While I was staying in Japan, I went on a day trip — my last one — to Matsushima (i.e. ‘Pine tree islands’), North of Sendai (Miyagi prefecture), reputedly one of the three most beautiful spots in this country. Fortunately, this amazing site has been protected from the 2011 tsunami.
The name Matsushima is well chosen, as there are many islands covered by different kinds of pine trees.
This tree is symbolic in Japan as well as it was in Ancient Greece and Rome.
First, a pine’s shape looks nice, and its beauty matters for Japanese people.
Then, as Shintō shrines are built with their wood, pine trees are useful. Hence, for centuries, Japanese people have taken care of these trees.
In the XVIth century, as Portuguese Jesuits settled in Kyushu (South of Japan), the Rev. Father Luis Fróis (or Fróes) wrote (in 1585) a small treatise about local customs and habits, comparing Europeans to Japanese.
Fróis was surprised to discover how in Japan trees were forced to grow twisted rather than straight. Also, he was wondering how Japanese countless pines produce uneatable cones or nuts!
From this eyewitness account we could conclude that pines are just worthless. Wrong!
According to a French dictionary of symbols, the pine is a symbol of Immortality, as its leaves are evergreen and its resin non-decaying. In Asia, all conifers symbolize Immortality; in Japan, particularly, a pine is supposed to live thousands of years, like the turtle and the grey crane, to which it is symbolically linked.
Moreover, as in Japanese language matsu (pine) is homophonous with matsu (to wait), this tree is also symbolizing Fidelity, Faithfulness.
In Shuzenji shrine (Izu Peninsula), one can see two pines joined by a rope (shimenawa) , which is used to make think of a married couple of deities (kami) and act as a talisman against evil. In the Shintoist religion, it is believed in sacred power in both animate and inanimate things. Also, the deities are supposed to live in the branches.
In Tokyo, In Meiji Jingu, it is the same with two camphor trees, which are considered to be married.
This Japanese tradition is similar to the ancient belief about trees in Greece and Rome, where the notion that plants have a soul (anima, in Latin) or a spirit (animus) is derived from Greek philosophers (and spread by Latin poets and scientists).

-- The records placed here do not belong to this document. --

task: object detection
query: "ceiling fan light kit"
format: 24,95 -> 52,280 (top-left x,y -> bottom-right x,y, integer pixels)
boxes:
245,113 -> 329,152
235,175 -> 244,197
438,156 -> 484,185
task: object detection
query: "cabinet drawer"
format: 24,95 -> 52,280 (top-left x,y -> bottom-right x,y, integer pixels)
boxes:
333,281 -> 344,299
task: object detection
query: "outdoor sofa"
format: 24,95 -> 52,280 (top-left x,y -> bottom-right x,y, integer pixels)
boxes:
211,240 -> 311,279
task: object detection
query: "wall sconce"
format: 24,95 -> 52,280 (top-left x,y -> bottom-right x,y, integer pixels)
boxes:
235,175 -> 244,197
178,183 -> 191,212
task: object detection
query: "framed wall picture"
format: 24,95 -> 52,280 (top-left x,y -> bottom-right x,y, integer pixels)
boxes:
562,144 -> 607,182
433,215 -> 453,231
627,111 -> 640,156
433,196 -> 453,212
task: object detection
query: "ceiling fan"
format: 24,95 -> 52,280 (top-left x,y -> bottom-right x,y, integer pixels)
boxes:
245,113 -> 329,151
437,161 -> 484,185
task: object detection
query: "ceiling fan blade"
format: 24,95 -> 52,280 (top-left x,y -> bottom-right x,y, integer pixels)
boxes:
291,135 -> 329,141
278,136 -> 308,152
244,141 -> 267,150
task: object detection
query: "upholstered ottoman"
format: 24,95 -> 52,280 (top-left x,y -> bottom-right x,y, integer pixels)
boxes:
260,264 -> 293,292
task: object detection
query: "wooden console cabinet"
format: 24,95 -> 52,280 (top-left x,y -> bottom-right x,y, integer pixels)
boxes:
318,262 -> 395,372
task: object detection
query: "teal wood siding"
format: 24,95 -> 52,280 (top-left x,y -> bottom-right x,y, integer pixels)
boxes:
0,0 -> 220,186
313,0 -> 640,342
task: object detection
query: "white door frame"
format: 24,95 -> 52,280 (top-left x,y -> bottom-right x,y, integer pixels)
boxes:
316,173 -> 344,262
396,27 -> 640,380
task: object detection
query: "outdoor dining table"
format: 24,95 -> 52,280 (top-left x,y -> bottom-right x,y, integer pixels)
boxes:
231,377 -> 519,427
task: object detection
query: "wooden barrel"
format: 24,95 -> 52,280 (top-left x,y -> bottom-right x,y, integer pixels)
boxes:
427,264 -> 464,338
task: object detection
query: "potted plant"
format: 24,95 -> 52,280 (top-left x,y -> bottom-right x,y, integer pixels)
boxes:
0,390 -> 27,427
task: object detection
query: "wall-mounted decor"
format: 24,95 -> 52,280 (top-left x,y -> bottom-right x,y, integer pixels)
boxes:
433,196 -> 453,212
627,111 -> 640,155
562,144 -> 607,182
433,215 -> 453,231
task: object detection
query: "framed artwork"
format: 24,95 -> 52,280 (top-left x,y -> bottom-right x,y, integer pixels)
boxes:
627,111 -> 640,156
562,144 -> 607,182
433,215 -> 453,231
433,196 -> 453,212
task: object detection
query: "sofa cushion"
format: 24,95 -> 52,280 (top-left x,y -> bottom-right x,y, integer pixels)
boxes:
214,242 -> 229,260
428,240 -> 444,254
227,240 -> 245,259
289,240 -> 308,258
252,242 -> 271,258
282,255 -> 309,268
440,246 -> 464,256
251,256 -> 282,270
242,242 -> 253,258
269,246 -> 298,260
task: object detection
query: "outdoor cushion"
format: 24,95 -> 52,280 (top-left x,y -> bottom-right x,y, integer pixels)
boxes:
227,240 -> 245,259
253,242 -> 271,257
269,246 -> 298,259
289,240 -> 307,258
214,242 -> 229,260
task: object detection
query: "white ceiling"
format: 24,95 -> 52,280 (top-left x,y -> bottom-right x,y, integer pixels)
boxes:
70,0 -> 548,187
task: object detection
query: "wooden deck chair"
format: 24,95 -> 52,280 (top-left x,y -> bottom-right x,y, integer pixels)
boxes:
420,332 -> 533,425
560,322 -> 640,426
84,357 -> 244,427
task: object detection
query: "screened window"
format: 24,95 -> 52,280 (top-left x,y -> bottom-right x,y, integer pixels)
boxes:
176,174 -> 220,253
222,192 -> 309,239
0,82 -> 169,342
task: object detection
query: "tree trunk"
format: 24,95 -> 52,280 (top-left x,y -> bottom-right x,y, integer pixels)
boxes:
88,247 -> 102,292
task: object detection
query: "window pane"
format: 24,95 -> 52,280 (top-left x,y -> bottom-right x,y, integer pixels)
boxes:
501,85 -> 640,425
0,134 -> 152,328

Among them, Pliny the Elder, in the first century (c.e.), pays tribute to trees, when he writes: ‘The trees formed the first temples of the gods, and even at the present day, the country people … consecrate the finest among their trees to some divinity … Each kind of tree remains immutably consecrated to its own peculiar divinity, the beech to Jupiter, the laurel to Apollo, the olive to Minerva, the myrtle to Venus, and the poplar to Hercules.’ (The Natural History, XII, 2, translated by John Bostock)
Pliny the Elder does not mention the pine in making his list, but the poet Ovid, a few years before him, tells the story of Attis and Cybele, the goddess of Fertility. In Fasti, Attis, a young man beloved by Cybele, failed keeping his chastity with a nymph. The angered goddess avenged herself. ‘She destroyed the nymph and Attis was maddened, tore at his body too with a sharp stone … and suddenly bereft of every mark of manhood.’ (Fasti, IV, translated by A.S. Kline, 2004)
Since the pine was consecrated to Cybele, and Attis was considered as her spouse, a cult to both of them was worshipped every Spring in Rome. A fallen pine was brought to the Cybele’s shrine on the Palatine Hill, as if it were Attis himself. Roman people used to cry and moan about the pine’s death. Then, after one day of mourning, they were delighted with joy because of its revival. As the pine symbolized the body of the young god, dead and risen again, it also symbolized the alternation of the seasons. Life triumphant of Death.
Therefore, pine and its nuts symbolize Fidelity, Fertility and Immortality in Ancient Greece and Rome, as well as in modern Japan.
Like the Japanese poet Bashō, who was filled with admiration for the beautiful scenery, I would like to come back to Matsushima!